Sanctions against Russia, rivalry with China and another dispute in Washington over the US debt ceiling have put the dollar’s status as the world’s dominant currency into question, fueling speculation the world will begin to more actively diversify away from dollars, Reuters reported.

The dollar share of official FX reserves fell to a 20-year low of 58% in Q4 2022, according to the International Monetary Fund.

Analysts believe this was a reaction to the freezing of half of Russia’s $640 billion in gold and FX reserves, prompting a rethink in countries such as China, India, Saudi Arabia, and Türkiye about diversifying to other currencies.

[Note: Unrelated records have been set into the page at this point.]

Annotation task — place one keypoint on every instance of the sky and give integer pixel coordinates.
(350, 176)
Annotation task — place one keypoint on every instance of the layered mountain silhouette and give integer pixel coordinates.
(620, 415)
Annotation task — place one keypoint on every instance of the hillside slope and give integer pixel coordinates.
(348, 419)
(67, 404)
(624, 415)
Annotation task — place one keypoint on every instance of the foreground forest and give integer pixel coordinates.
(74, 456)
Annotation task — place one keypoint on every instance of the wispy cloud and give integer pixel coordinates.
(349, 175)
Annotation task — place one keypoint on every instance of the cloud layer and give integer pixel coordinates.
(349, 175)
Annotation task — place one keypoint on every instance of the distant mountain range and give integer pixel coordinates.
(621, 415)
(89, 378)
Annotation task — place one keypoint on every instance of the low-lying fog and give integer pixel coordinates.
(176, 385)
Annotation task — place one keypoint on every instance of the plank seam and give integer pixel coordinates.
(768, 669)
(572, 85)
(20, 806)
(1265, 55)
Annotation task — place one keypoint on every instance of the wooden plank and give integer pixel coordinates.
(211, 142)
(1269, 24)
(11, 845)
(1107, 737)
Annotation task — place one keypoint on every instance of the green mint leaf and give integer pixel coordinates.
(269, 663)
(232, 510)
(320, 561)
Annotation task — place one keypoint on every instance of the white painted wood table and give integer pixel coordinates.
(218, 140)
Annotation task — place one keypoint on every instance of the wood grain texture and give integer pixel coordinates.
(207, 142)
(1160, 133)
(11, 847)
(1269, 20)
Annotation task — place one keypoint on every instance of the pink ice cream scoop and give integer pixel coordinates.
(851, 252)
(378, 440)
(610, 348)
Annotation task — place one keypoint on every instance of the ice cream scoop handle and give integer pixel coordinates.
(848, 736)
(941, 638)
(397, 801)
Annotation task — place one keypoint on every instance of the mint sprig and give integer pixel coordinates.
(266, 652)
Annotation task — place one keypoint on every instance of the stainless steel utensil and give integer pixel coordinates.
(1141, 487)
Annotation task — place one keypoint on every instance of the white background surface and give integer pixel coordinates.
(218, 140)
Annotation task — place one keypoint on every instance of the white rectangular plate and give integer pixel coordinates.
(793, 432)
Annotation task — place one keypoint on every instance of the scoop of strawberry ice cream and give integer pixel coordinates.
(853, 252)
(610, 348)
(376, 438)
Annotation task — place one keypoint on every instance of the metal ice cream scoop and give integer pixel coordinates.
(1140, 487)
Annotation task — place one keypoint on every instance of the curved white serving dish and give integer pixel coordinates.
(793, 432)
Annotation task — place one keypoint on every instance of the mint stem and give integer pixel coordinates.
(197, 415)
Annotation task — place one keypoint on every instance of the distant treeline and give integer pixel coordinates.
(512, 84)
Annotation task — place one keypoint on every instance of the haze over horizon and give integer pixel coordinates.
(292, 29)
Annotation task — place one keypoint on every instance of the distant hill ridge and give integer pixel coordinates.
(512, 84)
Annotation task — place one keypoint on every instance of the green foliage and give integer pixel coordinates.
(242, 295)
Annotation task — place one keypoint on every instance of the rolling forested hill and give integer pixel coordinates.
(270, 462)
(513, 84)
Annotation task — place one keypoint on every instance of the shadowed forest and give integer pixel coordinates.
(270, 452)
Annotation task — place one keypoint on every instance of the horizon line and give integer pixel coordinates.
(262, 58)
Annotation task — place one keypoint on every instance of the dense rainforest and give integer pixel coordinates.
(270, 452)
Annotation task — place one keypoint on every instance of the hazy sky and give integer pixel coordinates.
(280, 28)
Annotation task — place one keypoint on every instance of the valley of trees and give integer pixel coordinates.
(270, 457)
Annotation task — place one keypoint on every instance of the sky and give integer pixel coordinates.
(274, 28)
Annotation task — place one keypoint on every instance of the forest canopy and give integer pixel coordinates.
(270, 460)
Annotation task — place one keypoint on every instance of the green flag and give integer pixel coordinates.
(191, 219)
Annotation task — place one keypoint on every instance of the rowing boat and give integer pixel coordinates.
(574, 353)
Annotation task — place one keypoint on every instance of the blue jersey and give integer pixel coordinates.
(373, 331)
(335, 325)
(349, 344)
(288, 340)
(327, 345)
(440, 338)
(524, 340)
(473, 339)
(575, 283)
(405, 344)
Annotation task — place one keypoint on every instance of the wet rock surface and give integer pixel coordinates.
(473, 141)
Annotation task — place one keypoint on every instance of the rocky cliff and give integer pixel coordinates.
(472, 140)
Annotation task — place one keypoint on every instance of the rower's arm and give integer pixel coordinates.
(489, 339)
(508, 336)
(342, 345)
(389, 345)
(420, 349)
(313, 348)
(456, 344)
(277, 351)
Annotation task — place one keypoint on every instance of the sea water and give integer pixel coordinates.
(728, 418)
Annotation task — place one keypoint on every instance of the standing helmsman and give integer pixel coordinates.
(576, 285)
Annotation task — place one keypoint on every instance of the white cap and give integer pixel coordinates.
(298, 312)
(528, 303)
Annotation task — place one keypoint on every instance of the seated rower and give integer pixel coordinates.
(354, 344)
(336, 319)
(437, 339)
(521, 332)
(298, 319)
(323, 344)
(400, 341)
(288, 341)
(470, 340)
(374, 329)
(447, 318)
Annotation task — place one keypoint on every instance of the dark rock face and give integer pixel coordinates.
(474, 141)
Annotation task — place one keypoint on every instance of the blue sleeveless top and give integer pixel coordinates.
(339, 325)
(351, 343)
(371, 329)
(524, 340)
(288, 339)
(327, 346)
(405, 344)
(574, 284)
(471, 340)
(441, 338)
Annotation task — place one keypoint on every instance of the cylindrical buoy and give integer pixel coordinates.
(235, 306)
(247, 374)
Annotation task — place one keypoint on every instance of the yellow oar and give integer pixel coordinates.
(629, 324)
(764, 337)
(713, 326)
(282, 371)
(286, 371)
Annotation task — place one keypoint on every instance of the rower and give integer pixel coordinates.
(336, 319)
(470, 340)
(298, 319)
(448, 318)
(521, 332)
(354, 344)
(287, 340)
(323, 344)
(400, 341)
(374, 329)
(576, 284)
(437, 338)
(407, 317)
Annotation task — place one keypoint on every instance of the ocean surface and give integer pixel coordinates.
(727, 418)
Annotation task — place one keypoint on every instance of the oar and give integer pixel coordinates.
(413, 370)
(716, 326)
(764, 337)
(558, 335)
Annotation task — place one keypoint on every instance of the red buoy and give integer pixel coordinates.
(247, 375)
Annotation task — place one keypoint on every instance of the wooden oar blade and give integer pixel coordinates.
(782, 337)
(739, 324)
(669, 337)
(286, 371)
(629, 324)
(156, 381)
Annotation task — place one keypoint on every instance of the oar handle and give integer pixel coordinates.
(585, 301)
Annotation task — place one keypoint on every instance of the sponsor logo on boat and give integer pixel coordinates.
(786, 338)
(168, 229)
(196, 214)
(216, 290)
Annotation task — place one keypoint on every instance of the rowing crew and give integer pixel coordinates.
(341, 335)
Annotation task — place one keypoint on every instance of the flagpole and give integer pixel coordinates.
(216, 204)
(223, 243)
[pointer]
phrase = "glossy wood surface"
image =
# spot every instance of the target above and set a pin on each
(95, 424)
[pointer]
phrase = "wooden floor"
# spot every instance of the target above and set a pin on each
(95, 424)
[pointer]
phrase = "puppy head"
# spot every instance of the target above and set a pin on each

Furthermore, trade is also shifting. India buys Russian oil in UAE dirhams and rubles. China switched to the yuan to purchase about $88 billion worth of Russian oil, coal and metals. China’s national oil company CNOOC and France’s TotalEnergies also completed their first yuan-settled LNG trade in March.

The yuan’s share of global over-the-counter forex transactions rose from almost nothing 15 years ago to 7%, according to the Bank for International Settlements (BIS).

After Russia, nations are questioning “what if you fall on the wrong side of sanctions?” analysts say.

That said, complete de-dollarization is unlikely, as the greenback is still a party to nearly 90% of global forex transactions, representing about $6.6 trillion in 2022.

Additionally, about half of all offshore debt is in dollars, with half of all global trade being invoiced in dollars too, according to the BIS.

While there may not be a single dollar successor, mushrooming alternatives could create a multipolar world, the publication concluded.